Critical for the performance of our economy in 2021 and beyond is the strength of consumer spending. This week also provided an update on momentum in the sector in early 2021. Although the volume of retail sales fell 0.5% in the three months to March, this follows considerable strength through much of 2020. As a result, at March, retail spending was 5.9% higher than prior to the pandemic.
It is also worth emphasising that spending in the March quarter was affected by several mini lockdowns related to COVID-19 and heavy rain/ flooding in the eastern states. We are also at the point in the pandemic recovery where services spending is rebounding as social distancing restrictions ease and consumers become confident that risks related to the virus are limited. Note that at December 2020, discretionary services spending was still down 27% on its pre-pandemic level. This sub-sector of spending, much of which is outside the scope of the retail sales survey, therefore holds considerable promise for household consumption in the quarters ahead.
Moving offshore, the US economy was again in the spotlight this week as the April CPI surprised materially to the upside. Headline consumer prices rose 0.8% in the month and core prices (excluding food and energy) were stronger still, gaining 0.9%. Consequently, annual inflation leapt to 4.2%yr and 3.6%yr respectively for headline and core prices.
Looking into the detail, these outcomes are the very definition of a transitory surge in prices. Sectors of the economy re-opening as the vaccine rollout takes effect saw prices storm higher – examples include accommodation away from home as well as the cost of tickets to leisure activities.

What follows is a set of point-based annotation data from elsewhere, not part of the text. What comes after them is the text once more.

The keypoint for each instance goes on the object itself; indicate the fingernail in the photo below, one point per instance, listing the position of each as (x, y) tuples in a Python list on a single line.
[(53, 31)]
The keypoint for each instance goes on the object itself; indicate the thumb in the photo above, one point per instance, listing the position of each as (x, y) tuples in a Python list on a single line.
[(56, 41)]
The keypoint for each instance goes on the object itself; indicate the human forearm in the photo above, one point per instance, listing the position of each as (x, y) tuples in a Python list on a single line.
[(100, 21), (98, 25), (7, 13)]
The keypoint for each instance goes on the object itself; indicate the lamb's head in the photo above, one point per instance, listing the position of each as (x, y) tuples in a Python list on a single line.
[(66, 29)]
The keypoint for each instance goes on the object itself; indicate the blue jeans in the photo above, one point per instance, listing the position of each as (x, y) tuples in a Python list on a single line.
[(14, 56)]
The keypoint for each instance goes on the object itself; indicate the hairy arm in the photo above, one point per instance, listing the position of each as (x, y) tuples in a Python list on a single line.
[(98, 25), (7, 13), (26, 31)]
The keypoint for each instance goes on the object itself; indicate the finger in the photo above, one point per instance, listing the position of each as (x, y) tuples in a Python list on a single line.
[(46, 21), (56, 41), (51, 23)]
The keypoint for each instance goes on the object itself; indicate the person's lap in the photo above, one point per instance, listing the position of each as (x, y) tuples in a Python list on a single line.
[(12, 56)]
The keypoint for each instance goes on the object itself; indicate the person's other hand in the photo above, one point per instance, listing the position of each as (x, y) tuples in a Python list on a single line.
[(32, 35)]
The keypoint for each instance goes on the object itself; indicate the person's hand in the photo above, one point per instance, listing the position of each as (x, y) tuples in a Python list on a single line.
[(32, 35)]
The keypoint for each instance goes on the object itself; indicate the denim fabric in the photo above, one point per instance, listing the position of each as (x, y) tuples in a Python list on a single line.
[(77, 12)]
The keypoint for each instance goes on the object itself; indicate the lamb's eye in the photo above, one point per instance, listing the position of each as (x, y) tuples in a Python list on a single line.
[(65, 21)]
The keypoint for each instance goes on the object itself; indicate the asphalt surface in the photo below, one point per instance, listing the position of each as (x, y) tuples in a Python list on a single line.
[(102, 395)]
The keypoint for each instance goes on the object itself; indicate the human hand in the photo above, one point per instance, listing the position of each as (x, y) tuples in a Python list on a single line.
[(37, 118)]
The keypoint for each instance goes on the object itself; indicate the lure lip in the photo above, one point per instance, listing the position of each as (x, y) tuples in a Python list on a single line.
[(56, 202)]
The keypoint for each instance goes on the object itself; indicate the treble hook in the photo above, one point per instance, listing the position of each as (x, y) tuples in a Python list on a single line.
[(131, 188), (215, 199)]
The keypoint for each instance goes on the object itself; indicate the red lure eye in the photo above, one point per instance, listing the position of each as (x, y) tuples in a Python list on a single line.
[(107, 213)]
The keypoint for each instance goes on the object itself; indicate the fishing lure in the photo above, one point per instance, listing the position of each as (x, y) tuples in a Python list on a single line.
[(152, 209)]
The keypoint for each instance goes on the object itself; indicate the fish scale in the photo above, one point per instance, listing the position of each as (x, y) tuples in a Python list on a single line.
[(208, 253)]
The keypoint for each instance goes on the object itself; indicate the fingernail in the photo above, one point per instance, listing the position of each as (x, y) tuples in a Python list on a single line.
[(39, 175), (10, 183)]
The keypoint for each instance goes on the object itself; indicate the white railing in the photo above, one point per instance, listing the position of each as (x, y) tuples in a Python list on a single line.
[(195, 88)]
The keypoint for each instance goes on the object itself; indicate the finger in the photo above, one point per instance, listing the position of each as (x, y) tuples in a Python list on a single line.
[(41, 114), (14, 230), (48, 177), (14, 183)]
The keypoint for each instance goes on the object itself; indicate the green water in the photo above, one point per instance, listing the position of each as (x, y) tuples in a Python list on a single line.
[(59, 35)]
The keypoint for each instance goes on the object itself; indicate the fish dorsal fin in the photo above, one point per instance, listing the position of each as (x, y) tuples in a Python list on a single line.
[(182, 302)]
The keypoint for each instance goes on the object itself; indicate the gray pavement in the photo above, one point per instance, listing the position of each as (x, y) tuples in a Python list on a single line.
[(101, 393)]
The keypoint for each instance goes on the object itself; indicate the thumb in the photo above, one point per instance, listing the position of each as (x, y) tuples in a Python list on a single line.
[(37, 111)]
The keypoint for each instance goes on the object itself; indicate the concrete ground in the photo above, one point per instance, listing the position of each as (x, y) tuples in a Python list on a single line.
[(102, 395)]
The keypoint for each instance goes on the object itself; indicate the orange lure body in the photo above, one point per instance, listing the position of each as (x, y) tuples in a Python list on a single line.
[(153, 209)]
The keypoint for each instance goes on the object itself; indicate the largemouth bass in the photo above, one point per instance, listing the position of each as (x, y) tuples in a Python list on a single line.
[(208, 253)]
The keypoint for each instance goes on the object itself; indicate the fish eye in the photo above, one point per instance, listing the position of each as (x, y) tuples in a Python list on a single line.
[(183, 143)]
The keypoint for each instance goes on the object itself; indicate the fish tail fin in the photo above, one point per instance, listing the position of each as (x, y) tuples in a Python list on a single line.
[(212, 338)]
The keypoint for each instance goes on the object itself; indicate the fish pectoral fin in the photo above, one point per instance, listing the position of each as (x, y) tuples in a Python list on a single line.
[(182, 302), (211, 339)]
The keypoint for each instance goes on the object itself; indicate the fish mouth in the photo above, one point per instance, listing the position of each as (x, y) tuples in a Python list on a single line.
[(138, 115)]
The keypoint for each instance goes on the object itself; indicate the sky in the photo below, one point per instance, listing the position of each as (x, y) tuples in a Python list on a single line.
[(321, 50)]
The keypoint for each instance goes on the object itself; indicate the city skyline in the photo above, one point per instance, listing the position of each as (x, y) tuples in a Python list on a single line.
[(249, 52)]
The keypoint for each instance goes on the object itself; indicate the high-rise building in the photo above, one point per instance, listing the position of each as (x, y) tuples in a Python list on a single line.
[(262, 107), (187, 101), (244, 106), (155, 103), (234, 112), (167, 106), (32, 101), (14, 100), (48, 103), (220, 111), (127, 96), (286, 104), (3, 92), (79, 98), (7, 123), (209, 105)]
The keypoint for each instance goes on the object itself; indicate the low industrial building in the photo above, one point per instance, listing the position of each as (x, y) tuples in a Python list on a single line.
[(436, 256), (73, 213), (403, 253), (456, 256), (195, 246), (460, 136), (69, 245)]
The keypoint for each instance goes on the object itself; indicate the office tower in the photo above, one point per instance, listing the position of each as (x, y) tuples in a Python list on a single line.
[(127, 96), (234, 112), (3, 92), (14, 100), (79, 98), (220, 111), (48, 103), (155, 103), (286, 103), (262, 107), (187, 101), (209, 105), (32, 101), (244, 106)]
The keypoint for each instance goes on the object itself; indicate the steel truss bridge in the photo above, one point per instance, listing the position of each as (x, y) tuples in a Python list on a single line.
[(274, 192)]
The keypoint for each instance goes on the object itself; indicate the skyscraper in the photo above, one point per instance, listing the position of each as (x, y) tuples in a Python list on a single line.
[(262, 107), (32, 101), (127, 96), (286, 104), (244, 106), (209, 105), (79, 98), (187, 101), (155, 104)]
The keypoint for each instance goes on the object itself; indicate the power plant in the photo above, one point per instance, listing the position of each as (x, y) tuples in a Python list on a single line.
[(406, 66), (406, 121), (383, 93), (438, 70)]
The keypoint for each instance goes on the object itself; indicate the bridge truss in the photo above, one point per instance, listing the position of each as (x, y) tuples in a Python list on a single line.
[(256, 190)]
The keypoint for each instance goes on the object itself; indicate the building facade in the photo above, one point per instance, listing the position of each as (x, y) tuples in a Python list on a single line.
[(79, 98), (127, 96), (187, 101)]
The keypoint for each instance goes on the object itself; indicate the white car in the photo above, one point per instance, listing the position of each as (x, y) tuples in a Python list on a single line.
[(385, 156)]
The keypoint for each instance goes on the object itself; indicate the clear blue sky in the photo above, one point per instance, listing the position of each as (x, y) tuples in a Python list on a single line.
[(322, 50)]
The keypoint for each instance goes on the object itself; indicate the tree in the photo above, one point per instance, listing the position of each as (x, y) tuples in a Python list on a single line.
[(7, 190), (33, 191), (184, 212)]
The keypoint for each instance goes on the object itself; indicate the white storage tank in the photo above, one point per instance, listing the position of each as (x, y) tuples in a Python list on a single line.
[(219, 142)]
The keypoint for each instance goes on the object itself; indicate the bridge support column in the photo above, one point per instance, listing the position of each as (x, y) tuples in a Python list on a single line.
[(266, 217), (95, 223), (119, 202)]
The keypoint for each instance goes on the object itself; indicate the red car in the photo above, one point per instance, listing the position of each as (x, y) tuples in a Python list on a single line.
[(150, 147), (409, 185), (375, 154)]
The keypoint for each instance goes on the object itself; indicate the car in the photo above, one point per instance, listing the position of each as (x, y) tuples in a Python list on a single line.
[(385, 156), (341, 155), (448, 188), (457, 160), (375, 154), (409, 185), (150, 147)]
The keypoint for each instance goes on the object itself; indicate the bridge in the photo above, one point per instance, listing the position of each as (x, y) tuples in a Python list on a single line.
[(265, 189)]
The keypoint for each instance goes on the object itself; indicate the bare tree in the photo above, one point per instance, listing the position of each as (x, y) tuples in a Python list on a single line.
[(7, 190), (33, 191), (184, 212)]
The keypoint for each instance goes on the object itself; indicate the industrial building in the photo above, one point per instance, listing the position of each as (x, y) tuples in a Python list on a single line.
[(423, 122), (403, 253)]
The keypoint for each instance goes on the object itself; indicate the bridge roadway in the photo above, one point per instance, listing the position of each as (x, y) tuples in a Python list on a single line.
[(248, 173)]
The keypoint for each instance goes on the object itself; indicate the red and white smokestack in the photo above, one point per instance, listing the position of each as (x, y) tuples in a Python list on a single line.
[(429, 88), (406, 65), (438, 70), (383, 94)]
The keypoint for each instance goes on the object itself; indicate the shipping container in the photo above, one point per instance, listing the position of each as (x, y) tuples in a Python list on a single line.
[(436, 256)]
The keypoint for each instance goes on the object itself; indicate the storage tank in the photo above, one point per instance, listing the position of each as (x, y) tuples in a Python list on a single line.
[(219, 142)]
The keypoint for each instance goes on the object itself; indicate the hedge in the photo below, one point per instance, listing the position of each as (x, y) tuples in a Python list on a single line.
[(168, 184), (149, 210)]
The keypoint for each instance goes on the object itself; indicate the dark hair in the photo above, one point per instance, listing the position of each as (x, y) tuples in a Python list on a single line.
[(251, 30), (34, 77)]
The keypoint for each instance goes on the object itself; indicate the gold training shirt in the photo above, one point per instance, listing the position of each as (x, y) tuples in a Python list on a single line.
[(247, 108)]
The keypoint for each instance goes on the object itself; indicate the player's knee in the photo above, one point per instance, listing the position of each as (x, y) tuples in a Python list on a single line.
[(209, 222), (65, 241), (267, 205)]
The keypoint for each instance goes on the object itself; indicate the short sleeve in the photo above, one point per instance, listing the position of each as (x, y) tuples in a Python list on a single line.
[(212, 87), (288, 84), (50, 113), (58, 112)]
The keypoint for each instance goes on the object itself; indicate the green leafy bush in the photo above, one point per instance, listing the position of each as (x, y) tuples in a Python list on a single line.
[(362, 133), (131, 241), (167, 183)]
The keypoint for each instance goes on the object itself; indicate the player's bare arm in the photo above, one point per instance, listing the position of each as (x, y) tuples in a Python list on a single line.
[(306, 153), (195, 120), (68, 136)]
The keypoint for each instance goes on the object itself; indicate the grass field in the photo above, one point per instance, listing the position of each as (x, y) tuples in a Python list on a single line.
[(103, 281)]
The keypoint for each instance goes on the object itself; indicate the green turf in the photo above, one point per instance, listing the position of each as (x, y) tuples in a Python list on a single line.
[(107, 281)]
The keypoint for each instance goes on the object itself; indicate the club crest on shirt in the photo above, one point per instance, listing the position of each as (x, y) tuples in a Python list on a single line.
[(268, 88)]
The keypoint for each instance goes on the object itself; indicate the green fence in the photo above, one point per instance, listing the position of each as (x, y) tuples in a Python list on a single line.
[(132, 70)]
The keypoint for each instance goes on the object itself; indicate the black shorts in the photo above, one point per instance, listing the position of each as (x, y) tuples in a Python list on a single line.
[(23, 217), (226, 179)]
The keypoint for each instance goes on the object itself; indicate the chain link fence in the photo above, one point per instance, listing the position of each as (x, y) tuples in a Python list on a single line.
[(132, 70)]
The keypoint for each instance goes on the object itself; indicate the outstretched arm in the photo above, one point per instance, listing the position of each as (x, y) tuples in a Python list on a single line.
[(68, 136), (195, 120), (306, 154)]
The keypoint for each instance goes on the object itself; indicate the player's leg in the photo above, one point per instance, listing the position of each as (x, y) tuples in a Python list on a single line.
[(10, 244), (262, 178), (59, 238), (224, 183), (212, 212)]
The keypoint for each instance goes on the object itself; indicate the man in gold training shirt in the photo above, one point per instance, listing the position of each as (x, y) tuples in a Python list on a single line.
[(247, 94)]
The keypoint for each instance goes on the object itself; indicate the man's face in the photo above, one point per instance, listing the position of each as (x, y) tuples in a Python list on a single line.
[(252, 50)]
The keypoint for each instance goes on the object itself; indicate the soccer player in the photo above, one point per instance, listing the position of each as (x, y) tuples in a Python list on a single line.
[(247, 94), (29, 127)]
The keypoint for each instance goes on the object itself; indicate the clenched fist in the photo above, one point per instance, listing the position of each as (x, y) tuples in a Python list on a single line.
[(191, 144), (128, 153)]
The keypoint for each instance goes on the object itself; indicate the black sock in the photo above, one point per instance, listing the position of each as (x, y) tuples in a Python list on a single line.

The biggest contributor to both headline and core inflation prices in the month was used car prices. They rose 10% in the month to be up more than 20% on a year ago. This incredible increase is a function of supply disruptions restricting the availability of new cars and the large cash payments made to households recently as part of President Biden’s stimulus. Simply, for many low and middle-income households, these stimulus payments are making long-desired purchases possible, and households are taking up the opportunity.
Before concluding, it is worth noting that FOMC members also continue to see this jump in inflation as temporary. The take-home point from their comments this week is that inflation will most likely slow back to near target in 2022, and that there is still much to do to heal the economy from the ill effects of the pandemic. Policy therefore still needs to remain extraordinarily accommodative for the foreseeable future.